If a SAN is ever available for testing, we're still not done. Depending on the speed of configuration of the SAN or the storage allocation itself, performance may not be sufficient, so we should test the claims made by the SAN manufacturer before committing all of our storage to it.
A very easy way to do this is with a basic pgbench test. The pgbench command is provided by the PostgreSQL software, and it can test various aspects of a server. For our uses, we want to focus on the disk storage. We start by creating a new pgbench database with createdb, so the pgbench command has somewhere to store its test data. The -i option to pgbench tells it to initialize new test data, and the -s option describes the scale of test data we want.
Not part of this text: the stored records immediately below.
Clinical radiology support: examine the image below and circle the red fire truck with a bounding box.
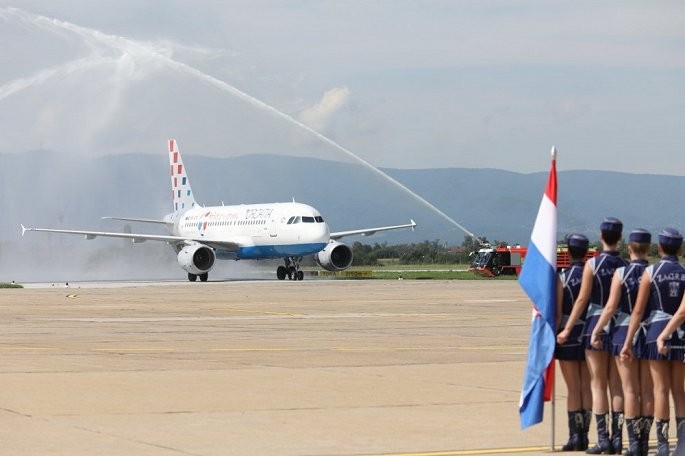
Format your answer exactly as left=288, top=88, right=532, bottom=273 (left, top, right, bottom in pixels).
left=469, top=243, right=598, bottom=277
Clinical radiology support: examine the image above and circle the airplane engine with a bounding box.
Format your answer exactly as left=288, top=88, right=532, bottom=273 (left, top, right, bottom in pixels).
left=314, top=241, right=353, bottom=271
left=177, top=243, right=216, bottom=275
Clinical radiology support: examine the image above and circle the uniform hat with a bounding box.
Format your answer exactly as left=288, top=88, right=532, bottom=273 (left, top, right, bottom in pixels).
left=629, top=228, right=651, bottom=244
left=659, top=227, right=683, bottom=248
left=567, top=234, right=589, bottom=249
left=600, top=217, right=623, bottom=233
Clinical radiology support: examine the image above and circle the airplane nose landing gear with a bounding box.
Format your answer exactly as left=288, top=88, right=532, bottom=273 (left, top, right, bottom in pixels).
left=277, top=257, right=304, bottom=280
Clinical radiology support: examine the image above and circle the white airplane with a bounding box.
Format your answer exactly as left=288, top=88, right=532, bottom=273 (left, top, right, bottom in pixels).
left=22, top=139, right=416, bottom=281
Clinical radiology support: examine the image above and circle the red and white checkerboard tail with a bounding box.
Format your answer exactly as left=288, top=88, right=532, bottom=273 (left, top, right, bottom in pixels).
left=168, top=139, right=198, bottom=213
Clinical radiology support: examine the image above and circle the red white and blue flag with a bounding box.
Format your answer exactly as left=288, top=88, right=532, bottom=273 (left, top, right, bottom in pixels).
left=518, top=147, right=557, bottom=429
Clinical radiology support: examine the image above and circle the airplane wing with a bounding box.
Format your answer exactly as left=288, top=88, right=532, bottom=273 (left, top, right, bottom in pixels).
left=20, top=225, right=240, bottom=252
left=329, top=219, right=416, bottom=240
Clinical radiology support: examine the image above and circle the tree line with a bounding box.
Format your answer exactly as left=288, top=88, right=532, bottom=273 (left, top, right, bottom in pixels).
left=350, top=236, right=482, bottom=266
left=348, top=235, right=664, bottom=267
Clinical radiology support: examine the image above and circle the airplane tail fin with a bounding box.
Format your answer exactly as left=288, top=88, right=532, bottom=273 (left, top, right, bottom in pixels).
left=168, top=139, right=198, bottom=212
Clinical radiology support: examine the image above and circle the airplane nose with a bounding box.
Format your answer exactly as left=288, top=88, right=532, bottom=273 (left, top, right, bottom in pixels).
left=320, top=223, right=331, bottom=241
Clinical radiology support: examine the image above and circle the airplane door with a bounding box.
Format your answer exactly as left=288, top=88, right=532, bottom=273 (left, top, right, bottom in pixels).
left=269, top=218, right=278, bottom=237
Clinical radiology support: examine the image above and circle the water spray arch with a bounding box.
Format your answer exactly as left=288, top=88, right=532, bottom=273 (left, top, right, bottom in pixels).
left=0, top=6, right=477, bottom=240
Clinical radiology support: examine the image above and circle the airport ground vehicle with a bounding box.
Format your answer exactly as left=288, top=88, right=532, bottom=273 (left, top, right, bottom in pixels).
left=469, top=244, right=598, bottom=277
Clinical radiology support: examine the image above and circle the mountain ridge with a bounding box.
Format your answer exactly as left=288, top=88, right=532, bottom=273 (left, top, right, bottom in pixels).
left=3, top=150, right=685, bottom=247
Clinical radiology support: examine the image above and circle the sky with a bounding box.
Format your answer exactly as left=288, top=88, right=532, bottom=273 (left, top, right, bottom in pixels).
left=0, top=1, right=684, bottom=174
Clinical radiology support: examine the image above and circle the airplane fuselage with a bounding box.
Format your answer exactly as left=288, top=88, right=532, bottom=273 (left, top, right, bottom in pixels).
left=22, top=139, right=415, bottom=281
left=168, top=202, right=330, bottom=260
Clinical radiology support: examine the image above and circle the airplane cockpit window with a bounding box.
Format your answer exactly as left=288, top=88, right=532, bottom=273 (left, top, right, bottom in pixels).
left=286, top=216, right=326, bottom=223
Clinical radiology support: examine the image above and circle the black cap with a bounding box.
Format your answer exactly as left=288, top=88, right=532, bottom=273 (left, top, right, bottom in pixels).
left=568, top=233, right=589, bottom=249
left=600, top=217, right=623, bottom=233
left=659, top=227, right=683, bottom=248
left=629, top=228, right=651, bottom=244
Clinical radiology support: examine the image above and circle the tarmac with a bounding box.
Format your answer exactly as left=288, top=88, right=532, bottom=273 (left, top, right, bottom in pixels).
left=1, top=279, right=570, bottom=455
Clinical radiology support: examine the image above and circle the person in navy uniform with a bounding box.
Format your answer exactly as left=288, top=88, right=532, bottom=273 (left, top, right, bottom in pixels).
left=623, top=228, right=685, bottom=456
left=558, top=217, right=628, bottom=454
left=556, top=234, right=593, bottom=451
left=591, top=229, right=653, bottom=455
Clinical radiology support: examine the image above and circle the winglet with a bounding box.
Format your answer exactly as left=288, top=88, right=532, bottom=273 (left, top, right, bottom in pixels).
left=410, top=219, right=416, bottom=232
left=20, top=224, right=28, bottom=237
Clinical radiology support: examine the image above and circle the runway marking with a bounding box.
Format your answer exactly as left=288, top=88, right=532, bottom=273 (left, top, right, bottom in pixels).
left=209, top=346, right=524, bottom=353
left=0, top=345, right=526, bottom=354
left=92, top=348, right=176, bottom=353
left=212, top=309, right=456, bottom=319
left=56, top=316, right=289, bottom=322
left=458, top=345, right=527, bottom=351
left=333, top=346, right=527, bottom=352
left=53, top=313, right=461, bottom=323
left=367, top=445, right=551, bottom=455
left=214, top=307, right=304, bottom=317
left=211, top=348, right=293, bottom=352
left=299, top=313, right=455, bottom=319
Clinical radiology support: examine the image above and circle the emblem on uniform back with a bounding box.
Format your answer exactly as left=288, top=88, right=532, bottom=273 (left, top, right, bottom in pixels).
left=669, top=281, right=680, bottom=298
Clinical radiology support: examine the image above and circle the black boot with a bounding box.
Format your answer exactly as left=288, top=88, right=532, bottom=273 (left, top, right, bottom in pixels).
left=641, top=416, right=653, bottom=456
left=656, top=419, right=670, bottom=456
left=673, top=417, right=685, bottom=456
left=586, top=413, right=615, bottom=454
left=562, top=411, right=584, bottom=451
left=582, top=409, right=592, bottom=451
left=624, top=417, right=640, bottom=456
left=611, top=411, right=624, bottom=454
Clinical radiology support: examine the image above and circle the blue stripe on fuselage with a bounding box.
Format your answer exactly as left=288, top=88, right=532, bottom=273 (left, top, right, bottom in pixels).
left=215, top=242, right=328, bottom=260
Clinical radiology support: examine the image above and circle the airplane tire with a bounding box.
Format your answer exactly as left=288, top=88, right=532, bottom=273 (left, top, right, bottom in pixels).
left=188, top=273, right=198, bottom=282
left=287, top=266, right=296, bottom=280
left=297, top=271, right=304, bottom=281
left=200, top=273, right=209, bottom=282
left=277, top=266, right=286, bottom=280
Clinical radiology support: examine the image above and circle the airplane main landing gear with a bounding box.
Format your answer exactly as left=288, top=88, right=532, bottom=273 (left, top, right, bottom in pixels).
left=188, top=272, right=209, bottom=282
left=277, top=257, right=304, bottom=281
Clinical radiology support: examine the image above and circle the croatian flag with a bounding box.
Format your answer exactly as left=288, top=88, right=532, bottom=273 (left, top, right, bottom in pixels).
left=518, top=147, right=557, bottom=429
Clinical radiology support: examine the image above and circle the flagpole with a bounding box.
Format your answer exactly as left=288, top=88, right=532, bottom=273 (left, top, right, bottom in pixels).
left=551, top=146, right=557, bottom=452
left=551, top=366, right=555, bottom=451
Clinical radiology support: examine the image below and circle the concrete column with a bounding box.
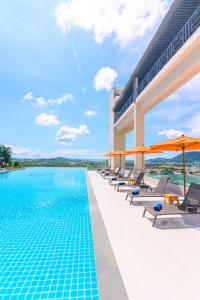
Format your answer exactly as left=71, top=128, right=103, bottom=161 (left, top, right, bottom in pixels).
left=133, top=76, right=144, bottom=170
left=112, top=129, right=126, bottom=169
left=134, top=102, right=144, bottom=170
left=109, top=88, right=125, bottom=169
left=109, top=89, right=115, bottom=170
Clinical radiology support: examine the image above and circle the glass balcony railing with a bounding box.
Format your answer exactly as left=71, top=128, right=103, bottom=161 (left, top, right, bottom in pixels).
left=148, top=173, right=200, bottom=187
left=114, top=5, right=200, bottom=124
left=137, top=5, right=200, bottom=95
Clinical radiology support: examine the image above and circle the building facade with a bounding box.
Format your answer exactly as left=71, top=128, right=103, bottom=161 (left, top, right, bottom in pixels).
left=109, top=0, right=200, bottom=169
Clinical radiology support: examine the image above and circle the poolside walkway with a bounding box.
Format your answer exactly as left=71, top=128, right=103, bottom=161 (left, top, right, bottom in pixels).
left=88, top=171, right=200, bottom=300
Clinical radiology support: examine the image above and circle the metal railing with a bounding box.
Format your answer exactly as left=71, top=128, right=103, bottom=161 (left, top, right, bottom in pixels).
left=137, top=5, right=200, bottom=95
left=114, top=5, right=200, bottom=123
left=114, top=92, right=134, bottom=123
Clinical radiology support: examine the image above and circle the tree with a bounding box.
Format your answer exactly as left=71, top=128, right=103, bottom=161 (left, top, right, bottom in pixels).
left=13, top=161, right=21, bottom=168
left=0, top=145, right=12, bottom=165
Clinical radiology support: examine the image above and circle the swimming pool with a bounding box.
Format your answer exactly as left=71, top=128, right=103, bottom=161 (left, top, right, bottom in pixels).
left=0, top=168, right=99, bottom=300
A scale of 4000 creates a database roughly 60 GB in size. Feel free to adjust this scale to be larger than the amount of available RAM, which guarantees that the server cannot cache all of the test data and taint our performance results by inflating the numbers.
After initializing a new test database, there is a Linux command that can instruct the server to drop all available cached data. This means none of our test data is in memory before we start the benchmark. Again, we don't want to inflate our results, otherwise the SAN looks more capable than it really is.
The test itself comes from pgbench again, which is instructed to only read the test data with the -S option. Furthermore, we tell the benchmark to launch 24 clients with the -c parameter, and to run the test for ten full minutes with the -T option. While we used 24 clients here, consider any amount up to three times the number of available processor cores. The final -j flag merely launches two concurrent benchmark threads, preventing the test itself from reducing overall performance due to CPU throttling.
This process should reveal how capable the SAN is, and if our production database will be safe and have good performance while relying on remote storage.